Is it a metaphorical when there is causal relationship. To get out of my head I go out of my house. I could get lost exploring it metaphorically, maybe creating a parable. But when I go out, I know that somethings would sound really stupid if I said them. The self-check takes me out of my head. Why did I think there was some metaphorical symmetry between the two? Plato, can you tell me that cave story again?

I imagined showing up speaking bad, but fluent, Dutch. I was going to amaze, pretend it was some sort of natural skill, linguistic osmosis. “You’re grammar is getting better. Have you been working on it?” Shattering the fantasy took a few long micro-seconds. “Yes.”

Happy hour is free tapas. The owner’s shtick is greeting everyone in Spanish. It has been a while since my Mexican girlfriend but I can still speak Bar-Spanish. I order the Daiquiris.

Thinking needs a reality check. The indoors doesn’t feel any less real.

Si Enim Fallor

The podcast is about Augustine. The conversation gets to his rebuttal of skepticism. It is often cited as a predecessor to Descartes‘ “I think therefore I am.”

I memorized this fact a while ago. They quote his version in Latin. My notebook is not at hand so I write “si enim fallor, sum” on a post it. Knowing it in Latin will make me appear even more cultured.

The translation I had memorized has Augustine using doubt as the proof existence. The podcast has him using error as the proof. This gets me researching because being able to drone on about the different ways the Latin can be translated could lead people to believe I know Latin with no confirmation or denial necessary.

I am re-reading Tender is the Night. Fitzgerald describes Dick’s father as “very much the gentleman, but not much get-up-and-go about him.” Ouch. But despite the blow, I still had to write that this is a re-read. My sensitivity to this teaches me that my cultivation of culture is part of my garden of gentlemanliness.

I show up at the barbecue with three types of beer–a very good Scottish IPA, a Belgian ruby and lager for the less adventurous. Ordinary beer would not fit my image.

Someone says ”Fortune favours the bold.” I retort that my boldness has not been fruitful.

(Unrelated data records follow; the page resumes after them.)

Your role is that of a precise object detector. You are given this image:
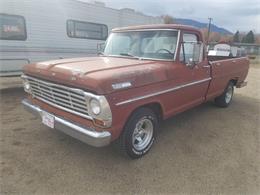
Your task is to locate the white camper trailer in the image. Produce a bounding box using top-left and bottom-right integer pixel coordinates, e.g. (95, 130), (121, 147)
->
(0, 0), (163, 76)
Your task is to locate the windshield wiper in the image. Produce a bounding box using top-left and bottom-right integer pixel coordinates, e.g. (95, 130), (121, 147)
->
(119, 53), (138, 58)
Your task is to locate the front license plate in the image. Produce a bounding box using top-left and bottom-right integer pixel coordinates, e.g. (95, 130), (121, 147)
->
(42, 112), (54, 129)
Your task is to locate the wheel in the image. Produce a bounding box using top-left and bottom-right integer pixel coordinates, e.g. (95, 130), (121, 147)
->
(215, 82), (234, 108)
(119, 108), (158, 159)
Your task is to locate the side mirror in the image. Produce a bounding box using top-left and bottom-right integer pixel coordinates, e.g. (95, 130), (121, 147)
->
(183, 42), (203, 68)
(192, 43), (203, 64)
(97, 43), (105, 54)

It elicits a chuckle and a comment about how at least there are no regrets. My addition that remorse is much better gets laughter. The subject is changed after I agree that the journey was worth it.

A thought lingers. Augustine was saying that to be wrong meant that there is something to be wrong about but if I take the quote out of context, I can make it motivational–existing is going out and making mistakes. Sooner than later there will be a party with a conversation full of platitudes where I can slip this thought in.